Which side do you think Cannold sits on? And what do you believe? Send your thoughts to letters@crikey.com.au with Both Sides Now in the subject line. (Please include your full name in order to be considered for publication.)
This does not look wide enough. The elephant in the room is the nature of society in the USA – which is so dysfunctional it is sitting on the edge of being a failed society. Note – not the same thing as a failed state – but ultimately the state cannot continue to be democratic once a society passes a certain point of dissolution.
They’re already most of the way to being a plutocracy, no longer a democracy.
I think the USA is more an oligarchy – run by corporate interests in all spheres.
In a word – NO!
Appearances can be deceiving but our American friends of long standing, own their house ( no other property investments), regular church goers (Catholic), put aside their own personal superannuation funds, helped their children through university, live modestly, do not behave or act as religious or racial bigots, and present as generally unconcerned about where the USA is heading.
As with many Australians they seem to be sleep walking into the future. Australian politicians like their American counterparts are far more concerned with not scaring the horses while in government than dealing constructively with the gathering problems accumulating on our doorsteps.
Considering mankind’s return on all the praying done on all sides of disagreements and conflicts immemorial Morrison should get out and deal with the real world as an “empowered” person as opposed to diverting himself in group singing therapy, saluting mythological deities and laying his hands on casual acquaintances. He has been “empowered” by the Australian electorate to do things in support of our nation not indulge in his personal religious belief system. If he believes they are one and the same he needs to acquaint himself with all of the country he lives in and the people who reside in it.
Do your real all week job as a leader for all Morrison, not your weekly cloistered, casual, skewed, acquaintance with truth, equality/equity and human rights!

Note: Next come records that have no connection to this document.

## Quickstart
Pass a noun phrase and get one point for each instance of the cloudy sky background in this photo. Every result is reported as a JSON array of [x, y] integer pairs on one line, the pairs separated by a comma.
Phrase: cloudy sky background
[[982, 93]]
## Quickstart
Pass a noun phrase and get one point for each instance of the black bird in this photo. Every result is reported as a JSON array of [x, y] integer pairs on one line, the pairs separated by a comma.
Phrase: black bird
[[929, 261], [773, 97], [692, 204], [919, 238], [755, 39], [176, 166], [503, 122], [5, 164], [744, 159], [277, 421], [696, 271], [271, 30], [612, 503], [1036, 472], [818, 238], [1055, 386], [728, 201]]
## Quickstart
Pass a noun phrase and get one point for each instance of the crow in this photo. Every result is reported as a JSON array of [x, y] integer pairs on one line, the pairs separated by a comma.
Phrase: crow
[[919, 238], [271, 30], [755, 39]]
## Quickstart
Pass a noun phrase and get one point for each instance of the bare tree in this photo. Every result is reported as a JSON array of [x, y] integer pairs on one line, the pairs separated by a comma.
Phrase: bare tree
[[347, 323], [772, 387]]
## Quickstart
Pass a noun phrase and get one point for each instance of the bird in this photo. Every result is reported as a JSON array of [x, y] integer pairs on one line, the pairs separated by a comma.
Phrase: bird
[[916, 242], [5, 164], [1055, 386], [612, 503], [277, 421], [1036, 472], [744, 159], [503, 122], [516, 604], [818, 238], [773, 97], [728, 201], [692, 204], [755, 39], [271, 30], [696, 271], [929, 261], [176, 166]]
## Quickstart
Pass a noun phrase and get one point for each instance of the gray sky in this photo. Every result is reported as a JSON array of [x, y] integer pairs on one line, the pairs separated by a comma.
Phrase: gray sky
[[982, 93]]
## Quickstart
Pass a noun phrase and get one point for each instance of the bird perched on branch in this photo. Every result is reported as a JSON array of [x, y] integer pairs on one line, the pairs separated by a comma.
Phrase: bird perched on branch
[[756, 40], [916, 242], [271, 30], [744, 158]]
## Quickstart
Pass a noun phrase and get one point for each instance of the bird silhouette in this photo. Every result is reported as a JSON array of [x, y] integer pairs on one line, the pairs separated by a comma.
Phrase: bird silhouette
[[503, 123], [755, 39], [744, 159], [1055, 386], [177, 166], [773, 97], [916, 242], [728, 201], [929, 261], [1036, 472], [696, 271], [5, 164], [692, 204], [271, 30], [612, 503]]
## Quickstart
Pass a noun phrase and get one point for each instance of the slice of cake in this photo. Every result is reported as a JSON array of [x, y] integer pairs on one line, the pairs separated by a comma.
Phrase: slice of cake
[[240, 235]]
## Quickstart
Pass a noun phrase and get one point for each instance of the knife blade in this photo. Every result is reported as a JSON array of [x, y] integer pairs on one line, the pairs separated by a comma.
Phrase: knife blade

Trump, a deluded, divisive and dangerous demagogue, devoid of decency and empathy but replete with ignorance and a lifelong sufferer of mythomania. In 1923, people thought a certain ex-corporal was gone for all time when he went to jail for a failed putsch (think attempted insurrection). They were all wrong then, we should be very careful not to be wrong now. We know where men like that lead us all.
Is it the lead in the water, the dumbing down of their education system or the sheer momentum of decades of injustice? Probably a combination of all the above. Whatever the reason, America today is a failed nation. Sure, on the surface they’re filthy rich, and the haves live very well, but scratch that surface and you discover the most systemically corrupt, brutal, unequal ‘democracy’ in the world.
The story if American democracy is about so much more than Trump from the thousands of progressive activists who fought against voter suppression laws and misinformation, registered voters and drove people to polling booths to Republican officials from Mike Pence down who refused to buy Trumps narrative and stood up for the integrity of the election.
Meanwhile in Australia it seems as if our democracy has been almost silently stolen from us by dog whistlers and politicians in the pockets of mining interests and a corrupted media. While we are headed off to the polling booths every few years to be fleeced yet again.